Another article on the College Republicans' fundraising controversy, and frankly it raises more questions than it answers. First, we see that CRNC President Eric Hoplin has decided that avoiding the press won't make them go away.
Hoplin, 26, whose job was once held by top White House strategist Karl Rove, says he is looking into whether the committee's chief consultant misled and preyed on elderly people with a barrage of letter solicitations."We've come to discover that there are a few donors who have been confused, a few donors who have some form of dementia, who aren't entirely sure of the amount of money that they're giving -- and how often they're giving," Hoplin said this week.
Hoplin also acknowledged one source of that confusion: The College Republicans raise funds "using a lot of project names" -- letters that in the past neglected to mention his group at all.
Hoplin said that, after becoming the committee's executive director in 2001, his "first reform" was to require that every solicitation identify the College Republicans.
He pledged in a phone interview to refund donations to any unhappy contributor and said about a half dozen have been reimbursed.

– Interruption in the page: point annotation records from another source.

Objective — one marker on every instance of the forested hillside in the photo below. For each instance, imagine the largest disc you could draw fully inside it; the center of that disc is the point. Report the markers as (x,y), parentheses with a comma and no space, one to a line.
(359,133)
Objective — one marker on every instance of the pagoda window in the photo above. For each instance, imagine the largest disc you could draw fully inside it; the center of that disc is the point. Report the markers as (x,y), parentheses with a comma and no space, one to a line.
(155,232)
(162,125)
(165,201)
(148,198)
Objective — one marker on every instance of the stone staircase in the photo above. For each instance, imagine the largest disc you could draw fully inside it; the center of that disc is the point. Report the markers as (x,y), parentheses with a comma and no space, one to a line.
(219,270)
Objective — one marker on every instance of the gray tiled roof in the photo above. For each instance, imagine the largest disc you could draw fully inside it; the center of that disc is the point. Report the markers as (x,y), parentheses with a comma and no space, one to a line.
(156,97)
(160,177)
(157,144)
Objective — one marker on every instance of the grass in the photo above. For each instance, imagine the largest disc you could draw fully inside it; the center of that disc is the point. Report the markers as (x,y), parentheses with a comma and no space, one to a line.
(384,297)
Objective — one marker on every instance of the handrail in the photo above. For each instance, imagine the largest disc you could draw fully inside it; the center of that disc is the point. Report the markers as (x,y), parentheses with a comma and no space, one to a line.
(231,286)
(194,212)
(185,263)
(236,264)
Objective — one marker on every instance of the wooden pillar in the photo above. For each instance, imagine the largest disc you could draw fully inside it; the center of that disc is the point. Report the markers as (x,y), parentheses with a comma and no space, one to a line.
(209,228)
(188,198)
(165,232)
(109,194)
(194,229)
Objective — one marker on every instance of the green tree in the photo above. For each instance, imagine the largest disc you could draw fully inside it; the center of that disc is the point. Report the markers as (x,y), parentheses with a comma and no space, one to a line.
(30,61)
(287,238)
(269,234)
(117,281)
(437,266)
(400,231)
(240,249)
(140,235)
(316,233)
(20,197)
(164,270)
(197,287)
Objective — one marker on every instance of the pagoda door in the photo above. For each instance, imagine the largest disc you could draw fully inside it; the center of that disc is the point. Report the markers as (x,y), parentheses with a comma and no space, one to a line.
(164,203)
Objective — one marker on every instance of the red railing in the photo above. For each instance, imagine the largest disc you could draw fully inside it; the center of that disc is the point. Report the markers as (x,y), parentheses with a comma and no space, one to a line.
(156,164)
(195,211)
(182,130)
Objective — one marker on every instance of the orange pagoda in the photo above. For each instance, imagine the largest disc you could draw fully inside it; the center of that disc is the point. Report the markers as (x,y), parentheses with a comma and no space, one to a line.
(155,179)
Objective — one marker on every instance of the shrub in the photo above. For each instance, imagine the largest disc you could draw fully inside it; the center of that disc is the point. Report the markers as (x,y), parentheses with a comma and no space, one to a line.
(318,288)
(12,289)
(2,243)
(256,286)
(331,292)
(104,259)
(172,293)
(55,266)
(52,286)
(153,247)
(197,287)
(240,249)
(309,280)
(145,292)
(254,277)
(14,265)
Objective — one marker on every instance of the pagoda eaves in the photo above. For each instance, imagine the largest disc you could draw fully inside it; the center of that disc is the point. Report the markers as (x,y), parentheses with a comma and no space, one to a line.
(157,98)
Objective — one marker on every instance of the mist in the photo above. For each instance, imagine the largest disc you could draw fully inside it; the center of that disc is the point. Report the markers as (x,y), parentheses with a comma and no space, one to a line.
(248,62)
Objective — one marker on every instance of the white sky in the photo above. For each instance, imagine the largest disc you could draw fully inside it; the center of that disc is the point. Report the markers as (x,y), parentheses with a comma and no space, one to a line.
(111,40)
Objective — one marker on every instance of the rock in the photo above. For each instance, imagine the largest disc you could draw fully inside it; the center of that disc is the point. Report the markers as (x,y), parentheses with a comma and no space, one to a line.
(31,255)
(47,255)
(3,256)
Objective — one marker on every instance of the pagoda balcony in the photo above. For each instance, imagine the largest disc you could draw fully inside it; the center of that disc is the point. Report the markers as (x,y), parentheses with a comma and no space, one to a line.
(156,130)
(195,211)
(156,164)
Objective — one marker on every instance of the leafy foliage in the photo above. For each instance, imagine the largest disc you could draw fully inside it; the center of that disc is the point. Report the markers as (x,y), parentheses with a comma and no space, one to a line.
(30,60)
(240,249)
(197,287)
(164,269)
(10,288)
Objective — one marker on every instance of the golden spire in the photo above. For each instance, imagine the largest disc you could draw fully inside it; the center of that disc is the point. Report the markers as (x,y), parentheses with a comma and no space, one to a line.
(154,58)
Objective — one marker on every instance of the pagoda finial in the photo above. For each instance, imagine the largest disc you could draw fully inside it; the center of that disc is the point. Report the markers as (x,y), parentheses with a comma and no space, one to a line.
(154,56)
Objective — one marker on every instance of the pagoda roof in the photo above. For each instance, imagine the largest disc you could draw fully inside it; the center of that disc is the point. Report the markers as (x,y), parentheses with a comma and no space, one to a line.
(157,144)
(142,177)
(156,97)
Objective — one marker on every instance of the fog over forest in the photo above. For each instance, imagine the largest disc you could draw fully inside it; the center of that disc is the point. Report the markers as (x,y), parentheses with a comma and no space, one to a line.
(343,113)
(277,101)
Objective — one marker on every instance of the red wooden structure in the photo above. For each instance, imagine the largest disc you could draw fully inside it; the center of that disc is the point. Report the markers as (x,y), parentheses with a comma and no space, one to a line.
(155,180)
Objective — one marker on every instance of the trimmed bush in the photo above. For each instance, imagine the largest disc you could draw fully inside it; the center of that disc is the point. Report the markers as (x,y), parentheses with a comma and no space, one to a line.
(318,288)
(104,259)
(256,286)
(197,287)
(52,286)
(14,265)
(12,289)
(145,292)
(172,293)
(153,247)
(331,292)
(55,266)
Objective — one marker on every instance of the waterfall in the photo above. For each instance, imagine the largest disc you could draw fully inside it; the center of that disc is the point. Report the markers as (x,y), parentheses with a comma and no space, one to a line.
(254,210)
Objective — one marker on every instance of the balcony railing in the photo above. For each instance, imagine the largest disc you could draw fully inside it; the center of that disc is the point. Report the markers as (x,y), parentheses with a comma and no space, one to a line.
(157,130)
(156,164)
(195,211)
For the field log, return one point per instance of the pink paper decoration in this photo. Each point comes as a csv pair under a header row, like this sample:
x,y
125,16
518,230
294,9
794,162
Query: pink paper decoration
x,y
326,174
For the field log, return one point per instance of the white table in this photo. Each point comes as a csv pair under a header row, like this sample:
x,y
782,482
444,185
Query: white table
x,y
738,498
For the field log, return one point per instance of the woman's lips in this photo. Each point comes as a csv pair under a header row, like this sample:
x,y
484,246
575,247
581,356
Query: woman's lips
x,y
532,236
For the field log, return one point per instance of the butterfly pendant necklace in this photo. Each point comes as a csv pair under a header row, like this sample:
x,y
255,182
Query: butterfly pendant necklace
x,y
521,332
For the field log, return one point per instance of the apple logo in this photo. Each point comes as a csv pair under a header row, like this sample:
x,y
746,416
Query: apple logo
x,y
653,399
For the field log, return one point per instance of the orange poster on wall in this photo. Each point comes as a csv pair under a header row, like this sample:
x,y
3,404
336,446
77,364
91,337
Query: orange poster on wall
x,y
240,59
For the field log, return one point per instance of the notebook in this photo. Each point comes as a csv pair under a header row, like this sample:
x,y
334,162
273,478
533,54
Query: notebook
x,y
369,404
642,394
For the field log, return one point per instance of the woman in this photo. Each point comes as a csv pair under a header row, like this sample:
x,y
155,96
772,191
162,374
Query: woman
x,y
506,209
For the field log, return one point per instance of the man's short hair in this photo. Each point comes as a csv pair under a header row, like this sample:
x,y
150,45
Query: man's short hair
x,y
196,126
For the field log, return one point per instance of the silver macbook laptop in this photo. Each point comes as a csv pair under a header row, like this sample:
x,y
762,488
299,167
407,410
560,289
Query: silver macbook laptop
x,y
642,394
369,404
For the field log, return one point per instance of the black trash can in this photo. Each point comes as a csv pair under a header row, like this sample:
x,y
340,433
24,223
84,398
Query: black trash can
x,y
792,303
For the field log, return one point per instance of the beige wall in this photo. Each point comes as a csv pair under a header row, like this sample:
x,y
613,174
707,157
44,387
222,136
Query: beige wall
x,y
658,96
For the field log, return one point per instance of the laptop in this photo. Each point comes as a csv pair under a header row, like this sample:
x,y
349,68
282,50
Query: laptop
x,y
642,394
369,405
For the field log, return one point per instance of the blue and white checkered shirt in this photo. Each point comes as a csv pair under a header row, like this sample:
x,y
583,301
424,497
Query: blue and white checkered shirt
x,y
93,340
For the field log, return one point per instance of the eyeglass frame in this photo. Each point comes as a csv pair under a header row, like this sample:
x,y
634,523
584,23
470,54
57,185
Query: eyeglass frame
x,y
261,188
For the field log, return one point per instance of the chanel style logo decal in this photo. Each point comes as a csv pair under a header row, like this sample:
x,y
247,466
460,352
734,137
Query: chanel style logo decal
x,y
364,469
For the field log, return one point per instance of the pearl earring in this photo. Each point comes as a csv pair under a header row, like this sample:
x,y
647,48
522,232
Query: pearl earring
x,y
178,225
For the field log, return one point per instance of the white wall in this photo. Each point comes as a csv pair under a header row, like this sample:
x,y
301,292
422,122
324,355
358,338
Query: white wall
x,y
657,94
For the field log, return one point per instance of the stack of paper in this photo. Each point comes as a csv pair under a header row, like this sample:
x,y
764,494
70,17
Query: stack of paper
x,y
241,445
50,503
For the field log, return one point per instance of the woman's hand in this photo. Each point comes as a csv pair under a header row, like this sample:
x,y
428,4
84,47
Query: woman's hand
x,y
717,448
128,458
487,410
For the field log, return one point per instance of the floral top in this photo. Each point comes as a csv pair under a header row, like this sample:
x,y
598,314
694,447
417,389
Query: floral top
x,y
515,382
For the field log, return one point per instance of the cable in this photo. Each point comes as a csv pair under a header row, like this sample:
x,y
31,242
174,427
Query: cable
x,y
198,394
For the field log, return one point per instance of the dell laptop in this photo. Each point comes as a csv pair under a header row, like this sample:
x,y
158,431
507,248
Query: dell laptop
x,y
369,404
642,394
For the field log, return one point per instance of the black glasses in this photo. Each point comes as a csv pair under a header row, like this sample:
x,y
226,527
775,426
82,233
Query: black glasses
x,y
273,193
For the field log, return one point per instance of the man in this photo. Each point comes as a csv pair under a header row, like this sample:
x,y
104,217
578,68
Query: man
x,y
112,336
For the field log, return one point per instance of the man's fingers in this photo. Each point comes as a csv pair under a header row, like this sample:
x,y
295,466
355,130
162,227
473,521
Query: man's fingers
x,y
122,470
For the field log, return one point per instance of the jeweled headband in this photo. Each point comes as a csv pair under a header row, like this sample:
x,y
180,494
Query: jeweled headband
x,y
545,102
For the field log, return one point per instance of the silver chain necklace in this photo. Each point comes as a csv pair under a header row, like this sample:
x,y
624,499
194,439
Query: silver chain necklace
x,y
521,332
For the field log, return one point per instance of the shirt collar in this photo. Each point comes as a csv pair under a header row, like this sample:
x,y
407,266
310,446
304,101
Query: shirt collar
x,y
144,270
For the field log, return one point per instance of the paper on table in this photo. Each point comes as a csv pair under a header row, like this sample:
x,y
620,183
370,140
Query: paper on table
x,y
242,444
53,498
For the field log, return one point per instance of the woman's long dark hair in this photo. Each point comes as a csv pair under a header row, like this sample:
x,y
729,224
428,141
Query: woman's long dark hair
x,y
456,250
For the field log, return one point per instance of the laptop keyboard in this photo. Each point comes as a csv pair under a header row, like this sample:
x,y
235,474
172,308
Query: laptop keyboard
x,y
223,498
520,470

But Monda Jo Millsap, 68, of Van Buren, Ark., said she agreed, when solicited by phone and mail, to "lend" nearly $60,000 to the group, but hasn't gotten her money back.
"They were supposed to give it back, and I haven't heard nothing," she said.
Hoplin said he is looking into possible irregularities by the group's longtime consultant for direct-mail fundraising, Virginia-based Response Dynamics Inc. The firm and its subcontractors appear to have been paid at least $6 million for sending hundreds of thousands of direct mail solicitations, according to the College Republicans' disclosure reports to the Internal Revenue Service.
"If Response Dynamics is preying on old people, I'll put a stop to it," Hoplin said.
Ron Kanfer, president of Response Dynamics, said the firm has no way of knowing the ages of the recipients of its fundraising letters. He said the problem more than likely resulted from some people appearing on dozens of purchased lists of potential donors, possibly resulting in their being bombarded with solicitations within days. Kanfer said his firm has tried to eliminate duplications."Why would any client want to have the same person receiving these letters?" he asked. "It's not in anybody's best interest."
Alison Eikele, a spokeswoman for the College Republicans, said 79 percent of the group's revenue has been eaten up by the costs of fundraising consultants. The rest went for a campus recruiting drive that more than tripled membership to 150,000, for grooming new members to be foot soldiers in the Bush-Cheney campaign's get-out-the-vote effort and for dispatching 75 paid staff members to presidential battleground states this fall, Hoplin said.
Thanks again to Mark McCaig for the tip.
Posted by Charles Kuffner on November 12, 2004 to Scandalized! | TrackBackKuff -- you have experience in direct mail fundraising?
If you're doing donor prospecting, you could actually lose money and it wouldn't be too unusual. Now this would probably be odd to have your entire fundraising be prospecting, but there could be reasons for it.
Perhaps your company didn't do prospecting?
Posted by: austin fsbo on November 13, 2004 5:17 PMProspecting or not, no credible organization spends 75% of its money on fundraising in an election year. Even an off year would be ridiculous, but not in an on year. I bet this guy got kickbacks from Response Dynamics.